The Meaningless Stock of Skills

For Yoky Matsuka, childhood was a period of confusion and blur. Growing up in Japan in the 1970’s everything seemed laid out for her in advance. Her parents believed in the importance of sports in her development and pushed her into competitive swimming at a very early age. They also had her take up the piano.

For other children in Japan it may have been comforting to have their lives directed in such a fashion but for Yoky it was painful she was interested in all kinds of subjects particularly maths and science. She liked sports but not swimming she had no idea what she wanted to become or how she could possibly fit into such a regimented word at the age of 11.

She finally asserted herself she had had enough of swimming and wanted to take a tennis. Her parents agreed, this would then begin Yoky’s journey to learning tennis with passion. She would travel long distances outside of Tokyo to learn and would use the travel time to practice maths and science. The travel time would just pass because she was doing what she loved.

In some free moments on the train Yoky would think about her future. Science and sports were her the two great interest in life. In them she could express all the different sides of her character-  her love for competing, working with her hands, moving gracefully, analysing and solving problems.

But in Japan you had to choose a career that would generally be quite specialised whatever she chose would require sacrificing her other interest which depressed her to no end. One day she daydreamed about inventing a robot that could play tennis with her. Inventing and playing against such a robot would satisfy all of the different sides of her character but it was only a dream.

Although she had risen through the ranks to become one of the top tennis prospects in Japan she quickly realised this was not to be her future. In practice no one could beat her but in competition she would often freeze up and lose. She also suffered from debilitating injuries.

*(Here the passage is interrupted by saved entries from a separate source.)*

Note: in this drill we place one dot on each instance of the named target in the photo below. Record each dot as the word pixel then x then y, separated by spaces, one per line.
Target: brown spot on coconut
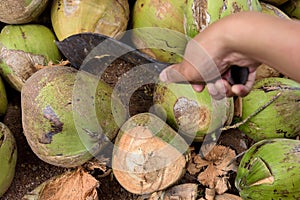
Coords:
pixel 148 155
pixel 187 191
pixel 68 116
pixel 193 114
pixel 77 184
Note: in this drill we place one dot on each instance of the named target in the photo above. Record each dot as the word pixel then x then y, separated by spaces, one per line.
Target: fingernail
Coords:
pixel 163 76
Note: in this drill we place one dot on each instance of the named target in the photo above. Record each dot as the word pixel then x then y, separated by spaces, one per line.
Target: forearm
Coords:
pixel 267 39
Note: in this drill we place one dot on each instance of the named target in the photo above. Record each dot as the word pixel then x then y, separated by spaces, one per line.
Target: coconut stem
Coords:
pixel 252 115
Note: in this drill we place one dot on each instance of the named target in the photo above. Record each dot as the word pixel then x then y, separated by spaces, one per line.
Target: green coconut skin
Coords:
pixel 199 14
pixel 158 29
pixel 275 2
pixel 107 17
pixel 273 10
pixel 292 8
pixel 57 131
pixel 8 157
pixel 270 170
pixel 280 119
pixel 21 11
pixel 194 114
pixel 23 46
pixel 3 98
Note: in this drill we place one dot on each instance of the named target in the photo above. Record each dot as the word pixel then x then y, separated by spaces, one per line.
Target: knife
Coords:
pixel 94 52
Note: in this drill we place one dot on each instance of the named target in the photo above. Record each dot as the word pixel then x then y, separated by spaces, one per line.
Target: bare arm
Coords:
pixel 245 39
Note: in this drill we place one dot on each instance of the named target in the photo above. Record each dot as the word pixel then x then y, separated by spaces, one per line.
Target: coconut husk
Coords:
pixel 72 185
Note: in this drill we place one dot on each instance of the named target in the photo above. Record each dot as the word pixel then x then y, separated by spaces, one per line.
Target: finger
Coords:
pixel 175 73
pixel 198 87
pixel 214 91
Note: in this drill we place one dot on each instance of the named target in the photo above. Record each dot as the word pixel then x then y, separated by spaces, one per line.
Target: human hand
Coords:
pixel 207 61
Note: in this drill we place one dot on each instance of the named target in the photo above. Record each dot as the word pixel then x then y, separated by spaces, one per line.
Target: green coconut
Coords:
pixel 148 155
pixel 8 158
pixel 68 116
pixel 3 98
pixel 192 113
pixel 281 118
pixel 158 29
pixel 107 17
pixel 270 170
pixel 268 8
pixel 199 14
pixel 275 2
pixel 21 11
pixel 292 8
pixel 22 48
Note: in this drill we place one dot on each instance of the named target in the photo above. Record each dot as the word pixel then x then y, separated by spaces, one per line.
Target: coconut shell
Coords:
pixel 265 71
pixel 281 118
pixel 68 116
pixel 107 17
pixel 3 98
pixel 148 155
pixel 270 170
pixel 22 48
pixel 193 114
pixel 77 184
pixel 21 11
pixel 8 158
pixel 200 14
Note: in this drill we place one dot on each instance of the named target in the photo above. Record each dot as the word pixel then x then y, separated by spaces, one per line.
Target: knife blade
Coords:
pixel 94 52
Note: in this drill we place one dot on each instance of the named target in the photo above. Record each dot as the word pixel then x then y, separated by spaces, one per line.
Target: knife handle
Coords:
pixel 238 75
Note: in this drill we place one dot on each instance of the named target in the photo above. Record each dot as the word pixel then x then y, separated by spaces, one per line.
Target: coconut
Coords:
pixel 3 98
pixel 107 17
pixel 193 114
pixel 148 155
pixel 158 29
pixel 275 2
pixel 21 11
pixel 22 48
pixel 281 118
pixel 270 170
pixel 199 14
pixel 77 184
pixel 68 116
pixel 8 158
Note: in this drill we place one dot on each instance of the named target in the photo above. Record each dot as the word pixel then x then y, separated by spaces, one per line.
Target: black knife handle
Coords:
pixel 238 75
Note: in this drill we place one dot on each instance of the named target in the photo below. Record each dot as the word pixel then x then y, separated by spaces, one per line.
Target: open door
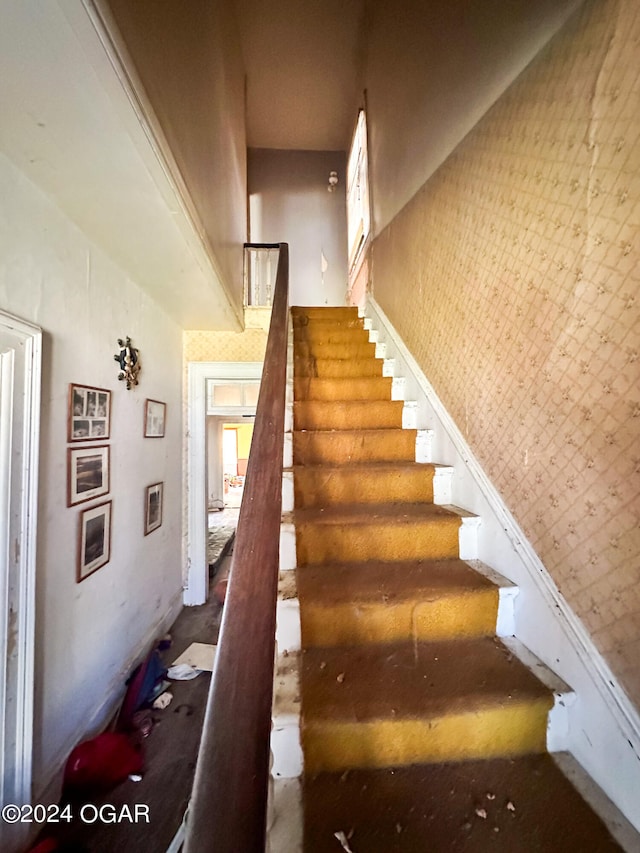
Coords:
pixel 20 376
pixel 358 210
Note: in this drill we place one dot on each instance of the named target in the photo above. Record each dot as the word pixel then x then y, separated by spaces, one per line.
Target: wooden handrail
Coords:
pixel 227 812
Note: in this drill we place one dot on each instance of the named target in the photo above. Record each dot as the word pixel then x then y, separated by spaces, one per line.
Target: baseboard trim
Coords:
pixel 604 726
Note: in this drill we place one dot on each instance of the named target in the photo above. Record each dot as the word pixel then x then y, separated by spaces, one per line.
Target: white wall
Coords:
pixel 289 202
pixel 89 634
pixel 432 70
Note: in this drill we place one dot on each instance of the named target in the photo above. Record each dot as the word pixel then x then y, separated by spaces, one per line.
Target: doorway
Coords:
pixel 20 378
pixel 228 392
pixel 358 203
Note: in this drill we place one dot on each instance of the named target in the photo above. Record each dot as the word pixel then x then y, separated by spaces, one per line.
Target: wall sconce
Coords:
pixel 129 360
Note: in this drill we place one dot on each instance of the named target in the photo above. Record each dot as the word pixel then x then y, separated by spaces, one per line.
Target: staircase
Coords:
pixel 420 730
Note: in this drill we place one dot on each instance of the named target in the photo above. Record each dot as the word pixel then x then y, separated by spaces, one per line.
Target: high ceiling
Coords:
pixel 288 46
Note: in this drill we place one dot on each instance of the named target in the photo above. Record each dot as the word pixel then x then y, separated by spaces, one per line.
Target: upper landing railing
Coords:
pixel 228 808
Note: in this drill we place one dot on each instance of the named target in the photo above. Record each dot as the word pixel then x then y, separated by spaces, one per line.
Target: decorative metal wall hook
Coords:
pixel 129 360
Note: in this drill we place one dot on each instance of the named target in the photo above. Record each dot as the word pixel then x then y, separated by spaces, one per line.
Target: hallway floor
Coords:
pixel 170 753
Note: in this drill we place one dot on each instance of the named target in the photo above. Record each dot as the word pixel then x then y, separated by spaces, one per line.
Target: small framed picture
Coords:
pixel 154 418
pixel 153 507
pixel 87 473
pixel 89 413
pixel 94 539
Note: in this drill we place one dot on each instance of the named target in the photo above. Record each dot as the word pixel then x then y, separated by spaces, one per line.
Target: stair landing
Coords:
pixel 522 805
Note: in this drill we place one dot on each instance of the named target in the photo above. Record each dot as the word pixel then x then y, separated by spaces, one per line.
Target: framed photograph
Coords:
pixel 153 507
pixel 154 417
pixel 89 413
pixel 87 473
pixel 94 539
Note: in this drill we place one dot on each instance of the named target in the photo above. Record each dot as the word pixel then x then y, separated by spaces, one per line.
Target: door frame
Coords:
pixel 20 383
pixel 196 586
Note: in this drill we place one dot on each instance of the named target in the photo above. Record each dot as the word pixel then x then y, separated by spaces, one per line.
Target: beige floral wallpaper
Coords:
pixel 513 276
pixel 249 345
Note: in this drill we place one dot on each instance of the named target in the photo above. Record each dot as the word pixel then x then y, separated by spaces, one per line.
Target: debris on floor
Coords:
pixel 199 656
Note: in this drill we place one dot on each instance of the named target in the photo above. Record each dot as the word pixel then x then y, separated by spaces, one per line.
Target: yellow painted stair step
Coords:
pixel 314 447
pixel 347 414
pixel 370 482
pixel 378 602
pixel 357 532
pixel 338 350
pixel 337 368
pixel 404 703
pixel 344 388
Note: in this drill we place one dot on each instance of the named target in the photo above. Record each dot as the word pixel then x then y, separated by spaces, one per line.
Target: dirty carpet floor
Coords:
pixel 170 752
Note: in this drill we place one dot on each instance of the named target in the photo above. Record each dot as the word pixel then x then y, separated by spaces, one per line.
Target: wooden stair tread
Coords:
pixel 385 582
pixel 432 809
pixel 367 514
pixel 413 680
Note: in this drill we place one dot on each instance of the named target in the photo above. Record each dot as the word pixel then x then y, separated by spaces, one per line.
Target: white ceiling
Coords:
pixel 288 46
pixel 68 124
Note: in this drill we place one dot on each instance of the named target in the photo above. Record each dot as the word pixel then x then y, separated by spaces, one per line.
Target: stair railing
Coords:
pixel 260 265
pixel 228 807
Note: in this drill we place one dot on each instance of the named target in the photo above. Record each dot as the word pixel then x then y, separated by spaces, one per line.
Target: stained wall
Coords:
pixel 513 276
pixel 89 635
pixel 192 70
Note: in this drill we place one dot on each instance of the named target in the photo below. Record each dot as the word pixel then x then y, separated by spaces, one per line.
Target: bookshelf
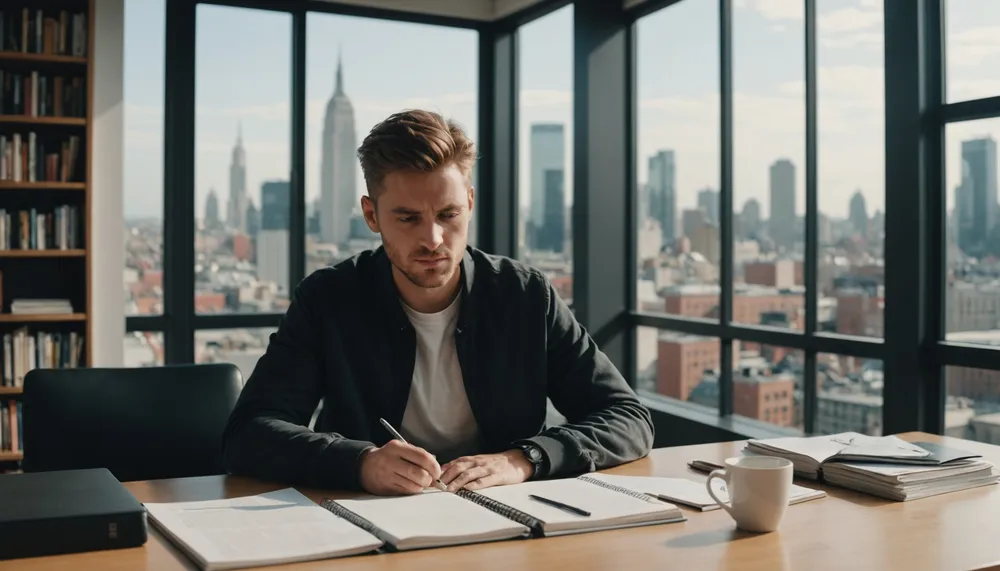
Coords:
pixel 46 124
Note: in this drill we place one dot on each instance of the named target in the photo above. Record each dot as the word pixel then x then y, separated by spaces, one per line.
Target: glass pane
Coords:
pixel 545 181
pixel 972 49
pixel 768 163
pixel 851 179
pixel 972 294
pixel 241 347
pixel 242 141
pixel 143 349
pixel 145 21
pixel 767 383
pixel 360 71
pixel 849 397
pixel 972 410
pixel 680 366
pixel 677 204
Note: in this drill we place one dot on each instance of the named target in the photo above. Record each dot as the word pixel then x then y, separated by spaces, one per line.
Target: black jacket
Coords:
pixel 346 339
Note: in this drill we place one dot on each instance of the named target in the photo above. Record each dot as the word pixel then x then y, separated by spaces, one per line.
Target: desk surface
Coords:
pixel 845 530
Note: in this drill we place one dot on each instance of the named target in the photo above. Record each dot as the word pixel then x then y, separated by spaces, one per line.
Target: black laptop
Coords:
pixel 67 511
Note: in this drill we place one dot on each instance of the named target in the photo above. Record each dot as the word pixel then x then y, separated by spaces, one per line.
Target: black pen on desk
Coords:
pixel 399 437
pixel 560 505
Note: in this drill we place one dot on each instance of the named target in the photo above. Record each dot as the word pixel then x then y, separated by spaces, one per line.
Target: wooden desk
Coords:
pixel 846 530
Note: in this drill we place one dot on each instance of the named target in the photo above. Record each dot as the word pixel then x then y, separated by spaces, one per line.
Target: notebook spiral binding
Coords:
pixel 503 509
pixel 626 491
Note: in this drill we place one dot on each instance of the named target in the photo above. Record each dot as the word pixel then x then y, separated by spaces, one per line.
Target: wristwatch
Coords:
pixel 534 455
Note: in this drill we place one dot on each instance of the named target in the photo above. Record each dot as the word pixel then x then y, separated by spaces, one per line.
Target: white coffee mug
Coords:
pixel 759 488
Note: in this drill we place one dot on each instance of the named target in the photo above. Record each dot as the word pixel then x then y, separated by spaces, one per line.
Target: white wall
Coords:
pixel 107 226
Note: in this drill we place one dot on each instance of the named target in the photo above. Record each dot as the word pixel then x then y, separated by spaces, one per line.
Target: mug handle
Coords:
pixel 724 476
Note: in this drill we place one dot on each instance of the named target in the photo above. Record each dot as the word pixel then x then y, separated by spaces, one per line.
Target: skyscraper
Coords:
pixel 976 197
pixel 782 221
pixel 548 146
pixel 662 196
pixel 237 205
pixel 272 242
pixel 338 193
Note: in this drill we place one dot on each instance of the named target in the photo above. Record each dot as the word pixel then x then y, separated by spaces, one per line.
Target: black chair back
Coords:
pixel 141 424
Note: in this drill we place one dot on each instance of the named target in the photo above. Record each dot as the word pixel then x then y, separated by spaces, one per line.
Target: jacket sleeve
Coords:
pixel 606 424
pixel 268 435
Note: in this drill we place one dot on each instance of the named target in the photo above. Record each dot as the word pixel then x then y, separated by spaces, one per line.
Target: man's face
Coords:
pixel 424 222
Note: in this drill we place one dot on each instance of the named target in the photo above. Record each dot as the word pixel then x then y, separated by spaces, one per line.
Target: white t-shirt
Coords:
pixel 438 417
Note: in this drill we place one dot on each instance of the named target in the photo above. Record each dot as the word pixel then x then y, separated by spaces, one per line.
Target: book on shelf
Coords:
pixel 24 351
pixel 32 229
pixel 10 426
pixel 43 31
pixel 30 157
pixel 285 526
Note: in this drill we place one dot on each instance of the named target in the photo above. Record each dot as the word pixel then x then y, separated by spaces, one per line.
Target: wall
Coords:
pixel 107 226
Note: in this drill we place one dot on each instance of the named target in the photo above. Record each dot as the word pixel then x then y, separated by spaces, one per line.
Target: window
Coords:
pixel 545 181
pixel 143 156
pixel 241 347
pixel 346 97
pixel 973 53
pixel 242 146
pixel 972 409
pixel 677 205
pixel 768 163
pixel 972 291
pixel 851 167
pixel 679 366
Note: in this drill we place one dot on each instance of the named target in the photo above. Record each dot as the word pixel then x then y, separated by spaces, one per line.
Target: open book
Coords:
pixel 691 493
pixel 436 519
pixel 809 454
pixel 267 529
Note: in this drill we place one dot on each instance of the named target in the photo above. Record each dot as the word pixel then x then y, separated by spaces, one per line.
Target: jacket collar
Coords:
pixel 389 294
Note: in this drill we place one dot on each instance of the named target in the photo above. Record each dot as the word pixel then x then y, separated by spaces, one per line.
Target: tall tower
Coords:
pixel 237 206
pixel 338 192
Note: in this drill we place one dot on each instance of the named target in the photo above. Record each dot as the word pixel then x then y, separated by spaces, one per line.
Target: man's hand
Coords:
pixel 483 471
pixel 398 468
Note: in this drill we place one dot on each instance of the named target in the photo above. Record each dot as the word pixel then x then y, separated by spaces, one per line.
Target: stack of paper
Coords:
pixel 691 493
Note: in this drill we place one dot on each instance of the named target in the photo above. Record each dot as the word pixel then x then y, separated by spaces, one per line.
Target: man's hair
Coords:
pixel 414 140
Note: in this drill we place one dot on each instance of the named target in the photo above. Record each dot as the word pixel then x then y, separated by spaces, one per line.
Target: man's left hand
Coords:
pixel 486 470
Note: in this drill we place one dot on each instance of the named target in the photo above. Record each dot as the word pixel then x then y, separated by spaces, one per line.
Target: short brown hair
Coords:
pixel 414 140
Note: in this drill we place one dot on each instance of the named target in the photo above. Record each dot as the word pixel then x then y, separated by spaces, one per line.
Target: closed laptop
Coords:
pixel 67 511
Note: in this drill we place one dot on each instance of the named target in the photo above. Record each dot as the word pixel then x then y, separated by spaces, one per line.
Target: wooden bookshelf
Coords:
pixel 77 253
pixel 42 185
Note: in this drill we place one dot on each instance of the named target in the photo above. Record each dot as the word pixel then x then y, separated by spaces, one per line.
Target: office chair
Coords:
pixel 141 424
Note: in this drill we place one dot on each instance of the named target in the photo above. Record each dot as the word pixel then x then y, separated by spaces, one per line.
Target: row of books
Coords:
pixel 29 157
pixel 24 352
pixel 37 31
pixel 33 230
pixel 38 94
pixel 10 426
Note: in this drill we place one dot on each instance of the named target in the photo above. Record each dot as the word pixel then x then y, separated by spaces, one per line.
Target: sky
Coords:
pixel 243 81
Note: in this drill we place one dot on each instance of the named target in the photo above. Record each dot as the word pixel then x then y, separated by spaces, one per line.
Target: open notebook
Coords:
pixel 266 529
pixel 436 519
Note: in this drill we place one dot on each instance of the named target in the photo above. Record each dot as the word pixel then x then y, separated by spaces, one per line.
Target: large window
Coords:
pixel 346 97
pixel 545 141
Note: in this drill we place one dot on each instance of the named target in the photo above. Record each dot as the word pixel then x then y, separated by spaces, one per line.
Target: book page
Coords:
pixel 277 527
pixel 433 517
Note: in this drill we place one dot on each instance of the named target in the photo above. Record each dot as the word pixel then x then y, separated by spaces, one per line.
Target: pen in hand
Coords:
pixel 560 505
pixel 398 436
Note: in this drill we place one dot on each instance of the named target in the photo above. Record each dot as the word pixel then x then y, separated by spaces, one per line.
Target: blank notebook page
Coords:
pixel 607 507
pixel 433 519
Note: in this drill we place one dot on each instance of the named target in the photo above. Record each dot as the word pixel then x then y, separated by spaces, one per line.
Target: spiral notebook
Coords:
pixel 439 519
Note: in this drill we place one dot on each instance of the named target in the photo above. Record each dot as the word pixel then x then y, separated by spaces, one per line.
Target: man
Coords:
pixel 454 348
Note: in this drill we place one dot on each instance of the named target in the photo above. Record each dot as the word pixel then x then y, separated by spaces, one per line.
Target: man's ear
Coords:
pixel 368 208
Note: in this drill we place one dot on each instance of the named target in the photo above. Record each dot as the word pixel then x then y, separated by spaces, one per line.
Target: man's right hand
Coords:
pixel 398 468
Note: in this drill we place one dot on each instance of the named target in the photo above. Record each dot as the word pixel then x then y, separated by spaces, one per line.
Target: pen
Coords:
pixel 559 505
pixel 399 437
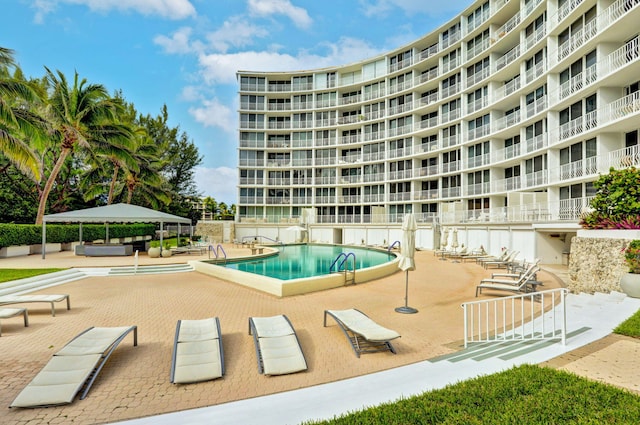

She realised she would have to focus on academics and not on sports. After attending a tennis academy in Florida. She convinced her parents to let her stay in the States and apply for University of California at Berkeley.

She could not decide a major, nothing seem to quite fit her wide-ranging interests for lack of anything better she took electrical engineering. One day she confided to her professor in her department about her youthful dream to build a robot to play tennis with her. it was surprising that the professor did not laugh but instead invited her to join his graduate lab of Robotics.

There she showed up so much promise that she was later be admitted to graduate school at MIT where she joined the artificial intelligence lab of robotics pioneer – Rodney Brooks. They were developing a robot with artificial intelligence and Yoky volunteered to design the hands and arms of the robot. Her design dazzled Brooks and she finally could do something that catered to all her interests. Although this was not sports, she would be working with here hands to design the hand.

What is intriguing about this story is the Yoky’s ability to spot opportunities for progression. We work incessantly on skills but then stare at the wall thinking how do we apply those skills. We are good at looking at a single skill and see the oppurtunity with it but not with multiple skills.

The opportunity to put the skill you have in to action is not as obvious as we think but It is that skill which makes you unique. Let’s you choose a path untravelled.

In my work in storytelling, my bigger role is helping people spot the opportunity to storytell versus teach how to storytell.

The meaningless stock of skills serves no purpose.